The experiment was performed “blind” in accordance with the Cancer Pharmacology Blinded Study Guidelines. Tumors were measured and body weights were determined twice each week. Tumors were measured with an electronic digital caliper. Tumor volumes were calculated as the length×width×height measurements and expressed in mm3.

The data were analyzed by repeated measures ANOVA for tumor volumes over time using STATVIEW v. 5.0.1. Scheffe's post-hoc test was used to determine p values for repeated measures from day 14 to day 42 for all groups.

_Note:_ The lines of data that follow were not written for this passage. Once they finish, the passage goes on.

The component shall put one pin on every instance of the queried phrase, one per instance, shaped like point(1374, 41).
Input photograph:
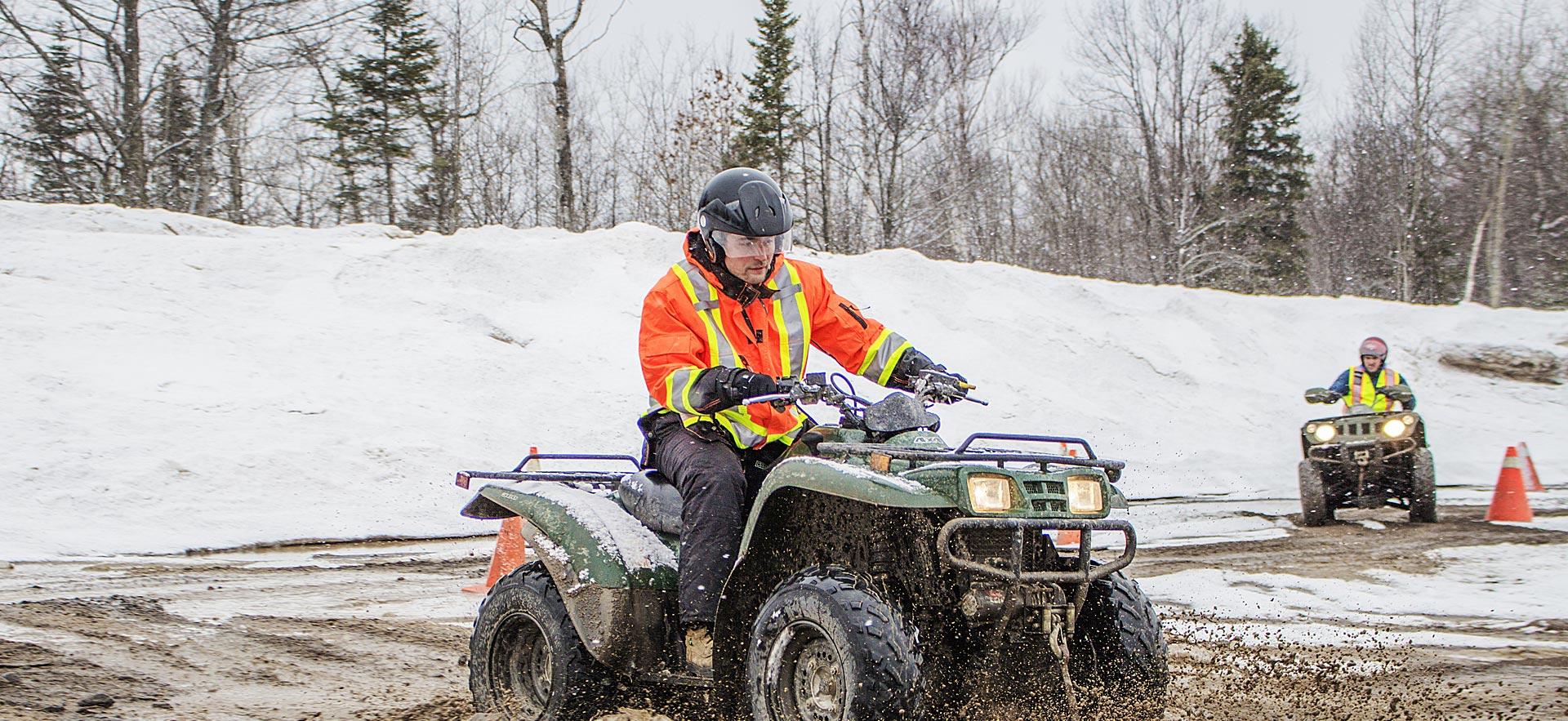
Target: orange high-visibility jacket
point(690, 325)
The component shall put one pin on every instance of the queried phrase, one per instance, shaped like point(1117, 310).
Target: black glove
point(910, 367)
point(1399, 392)
point(742, 385)
point(1322, 395)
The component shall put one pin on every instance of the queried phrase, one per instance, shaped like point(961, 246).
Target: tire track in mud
point(356, 640)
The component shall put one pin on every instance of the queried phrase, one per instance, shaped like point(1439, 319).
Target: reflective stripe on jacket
point(690, 325)
point(1363, 388)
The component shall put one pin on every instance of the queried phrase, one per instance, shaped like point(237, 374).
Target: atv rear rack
point(963, 452)
point(1085, 572)
point(606, 478)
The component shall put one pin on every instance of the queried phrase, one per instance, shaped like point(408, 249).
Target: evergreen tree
point(345, 129)
point(1263, 177)
point(54, 126)
point(388, 88)
point(173, 143)
point(768, 122)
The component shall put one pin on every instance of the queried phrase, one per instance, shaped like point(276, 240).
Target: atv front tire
point(1423, 489)
point(1118, 651)
point(828, 648)
point(1314, 502)
point(526, 661)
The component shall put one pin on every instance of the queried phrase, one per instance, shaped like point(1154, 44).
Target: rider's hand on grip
point(744, 385)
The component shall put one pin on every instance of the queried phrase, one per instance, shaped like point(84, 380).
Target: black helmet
point(744, 212)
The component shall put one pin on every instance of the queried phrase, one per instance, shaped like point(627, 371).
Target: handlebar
point(929, 386)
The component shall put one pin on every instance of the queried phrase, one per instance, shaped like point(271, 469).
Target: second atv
point(1366, 460)
point(883, 576)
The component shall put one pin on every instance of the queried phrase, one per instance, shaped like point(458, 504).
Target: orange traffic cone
point(511, 550)
point(1530, 480)
point(1509, 502)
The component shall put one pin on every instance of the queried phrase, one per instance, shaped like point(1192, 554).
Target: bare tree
point(114, 27)
point(541, 32)
point(1404, 68)
point(1147, 63)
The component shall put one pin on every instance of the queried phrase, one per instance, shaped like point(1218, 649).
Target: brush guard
point(1060, 612)
point(598, 478)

Treatment with Avastin™ alone exhibited a 18% reduction in tumor growth compared to the control. Treatment with 2xCon4(c) alone resulted in a 22% inhibition of tumor growth. Treatment with 2xCon4(C) and Avastin™ together resulted in significant tumor inhibition compared to the control (p<0.0001) and compared to treatment with 2xCon4(C) alone or Avastin™ alone <0.0001 for both). The time course of tumor size for all groups in shown in FIG. 7.

No effect was observed on the body weight of any of the groups.

From the foregoing description, one skilled in the art can easily ascertain the essential characteristics of this invention, and without departing from the spirit and scope thereof, can make various changes and modifications of the invention to adapt it to various usages and conditions.

All mentioned references, patents, applications and publications, are hereby incorporated by reference in their entirety, as if here written.